Cookies and Cream Pancake Pockets
Poppable pockets of cookies n cream guarantee dimples.
- 1 cup all-purpose flour
- 1½ teaspoon granulated sugar
- ½ teaspoon baking powder
- ¼ teaspoon salt
- 2 large eggs, yolks and whites separated
- 1 cup milk
- 2 tablespoons unsalted butter, melted and cooled
- 185 grams bittersweet chocolate, melted and cooled
- ½ teaspoon vanilla extract
- Cooking spray
- 1 cup vanilla pudding
- 5 oreo cookies, finely chopped
- Combine the flour, sugar, baking powder and salt in a bowl. In a separate bowl, whisk the egg yolks, then add the milk, butter and bittersweet chocolate. Add the flour mixture and whisk until well combined, but still lumpy.
- In a separate bowl, beat the egg whites with an electric mixer until stiff peaks form.
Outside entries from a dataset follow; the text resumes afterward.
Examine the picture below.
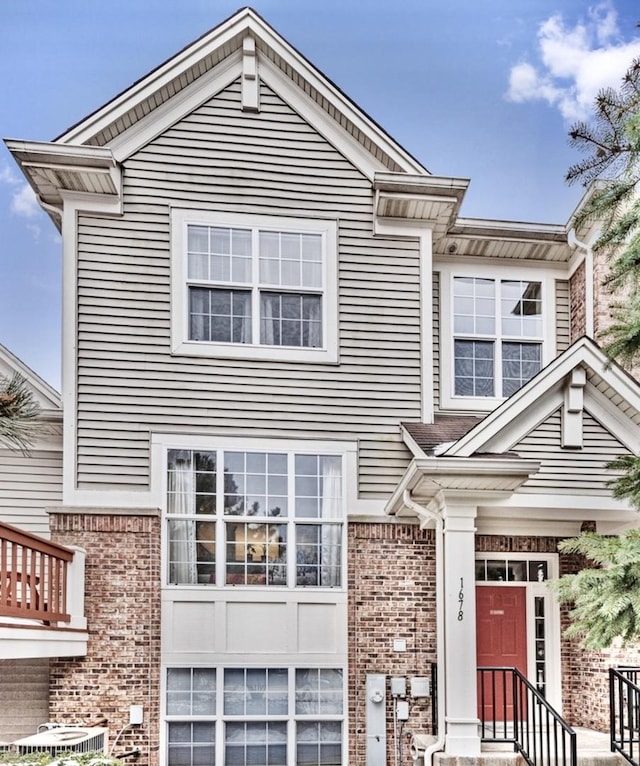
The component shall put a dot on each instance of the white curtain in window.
(313, 319)
(331, 511)
(182, 545)
(268, 333)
Add ⅓ of the egg whites to the batter and gently fold to combine. Add the remaining egg whites and gently fold until just combined.
- To make the filling, combine the pudding and oreo cookies in a bowl. Set aside.
- Spray an ebelskiver pan with cooking spray and place on a stove set to medium heat. Once the pan is warm, spoon about 2 tablespoons of batter into each well. Dollop about 1 teaspoon of filling into the center of each well. Spoon enough batter on top to seal the pancakes closed.
- Once the surface begins to bubble, flip over the pancakes using two skewers, so that the cooked side is facing up. Cook until the bottom turns golden brown.
- Transfer the pancakes to a plate and enjoy!